Loi 1 sur l'intégrité : du renfort pour l'UPAC

Un enquêteur de l'UPAC au siège social de F. Catania et Associés

Exclusif - Québec passe de la parole aux actes pour faire appliquer sa loi 1 sur l'intégrité en matière de contrats publics. Le gouvernement Marois crée une Direction de la vérification institutionnelle, une nouvelle entité qui aura pour tâche de scruter le dossier des propriétaires et administrateurs des milliers d'entreprises qui veulent faire affaires avec le secteur public québécois.

L'unité embauchera quelque 123 personnes d'ici trois ans. Dès les prochaines semaines, 49 personnes vont se greffer à l'unité.

La Direction de la vérification institutionnelle va relever directement de Pierre Avon, commissaire associé au sein de l'Unité permanente anticorruption (UPAC). Benoit Richard, agent d'information à la Sûreté du Québec, confirme que 40 des 123 employés sont d'ex-policiers. Ils auront le titre d'analystes-investigateurs. Ils seraient issus de la GRC, de corps de police municipaux, mais aussi de la Sûreté du Québec. On ne sait toutefois pas quelle sera la proportion de policiers de la SQ dans ce groupe. Une partie des renforts sont des employés à temps plein, d'autres seront embauchés à temps partiel.
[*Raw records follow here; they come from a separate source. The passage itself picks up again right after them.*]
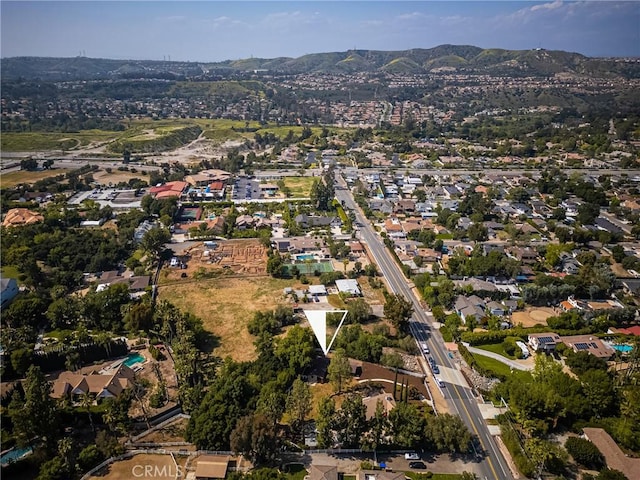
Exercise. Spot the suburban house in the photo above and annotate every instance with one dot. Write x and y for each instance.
(469, 306)
(21, 216)
(317, 371)
(544, 342)
(98, 385)
(206, 177)
(349, 286)
(168, 190)
(310, 221)
(9, 290)
(322, 472)
(142, 229)
(209, 467)
(137, 284)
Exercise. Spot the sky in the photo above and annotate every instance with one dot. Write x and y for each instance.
(211, 31)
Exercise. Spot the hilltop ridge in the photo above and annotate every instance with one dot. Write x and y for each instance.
(463, 58)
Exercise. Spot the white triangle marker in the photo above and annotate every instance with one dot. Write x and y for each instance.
(318, 321)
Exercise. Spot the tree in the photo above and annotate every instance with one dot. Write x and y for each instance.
(255, 437)
(585, 453)
(296, 350)
(89, 457)
(298, 403)
(37, 415)
(378, 427)
(477, 232)
(351, 422)
(325, 422)
(407, 426)
(398, 310)
(271, 402)
(610, 474)
(339, 371)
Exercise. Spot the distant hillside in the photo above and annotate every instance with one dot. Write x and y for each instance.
(463, 58)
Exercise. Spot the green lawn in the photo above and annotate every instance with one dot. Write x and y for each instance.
(496, 348)
(493, 365)
(300, 186)
(12, 179)
(32, 141)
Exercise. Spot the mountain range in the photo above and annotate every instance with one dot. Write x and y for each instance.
(461, 58)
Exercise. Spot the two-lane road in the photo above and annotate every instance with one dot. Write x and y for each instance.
(457, 393)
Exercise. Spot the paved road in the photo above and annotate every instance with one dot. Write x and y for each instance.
(457, 393)
(500, 358)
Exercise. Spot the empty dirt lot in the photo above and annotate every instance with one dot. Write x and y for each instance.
(240, 256)
(533, 316)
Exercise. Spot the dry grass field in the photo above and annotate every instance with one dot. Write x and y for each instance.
(225, 305)
(532, 316)
(12, 179)
(159, 467)
(116, 176)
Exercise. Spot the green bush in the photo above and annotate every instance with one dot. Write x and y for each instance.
(584, 452)
(510, 438)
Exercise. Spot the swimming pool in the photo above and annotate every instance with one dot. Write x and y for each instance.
(134, 358)
(14, 455)
(623, 348)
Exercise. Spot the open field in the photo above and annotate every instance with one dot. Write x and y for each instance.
(492, 364)
(35, 141)
(11, 179)
(116, 176)
(532, 316)
(299, 186)
(162, 467)
(225, 305)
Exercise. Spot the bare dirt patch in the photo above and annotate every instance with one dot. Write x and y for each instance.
(173, 432)
(226, 305)
(242, 256)
(116, 176)
(532, 316)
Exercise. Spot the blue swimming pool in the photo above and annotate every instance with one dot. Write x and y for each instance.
(134, 358)
(623, 348)
(14, 455)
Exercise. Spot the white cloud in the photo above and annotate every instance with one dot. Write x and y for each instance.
(548, 6)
Embauches de jeunes retraités de la SQ

La Direction de la vérification institutionnelle a embauché deux nouveaux retraités de la Sûreté du Québec pour lancer ses activités. Benoit Poulin et Yves Gaudreau, qui étaient inspecteurs chefs et qui ont pris leur retraite le 4 janvier 2013, ont repris du service le 7 janvier comme analystes-investigateurs au sein de la nouvelle direction. Le gouvernement voulait que la loi 1 s'applique dès le début de l'année. À la Sûreté du Québec, on explique qu'il fallait embaucher rapidement des policiers d'expérience pour lancer les opérations du nouveau bureau. Sans avoir le statut et les pouvoirs de policiers, l'expérience de MM. Poulin et Gaudreau serait un atout pour la tâche qui attend la nouvelle direction.

Scepticisme à la CAQ

Rejoint en soirée dimanche, le député de la Coalition avenir Québec (CAQ) et ex-directeur de l'Unité anticollusion, Jacques Duchesneau, semblait sceptique. Il répète que la loi 1 vise le mauvais objectif en se concentrant sur les administrateurs des sociétés. Il se questionne également sur la composition de cette nouvelle entité. « Est-ce que ça prend d'ex-policiers pour faire ce travail d'analyse? Je n'en suis pas certain », affirme-t-il. Mais l'ex-numéro un du SPVM souhaite laisser au nouveau groupe la chance de faire ses preuves.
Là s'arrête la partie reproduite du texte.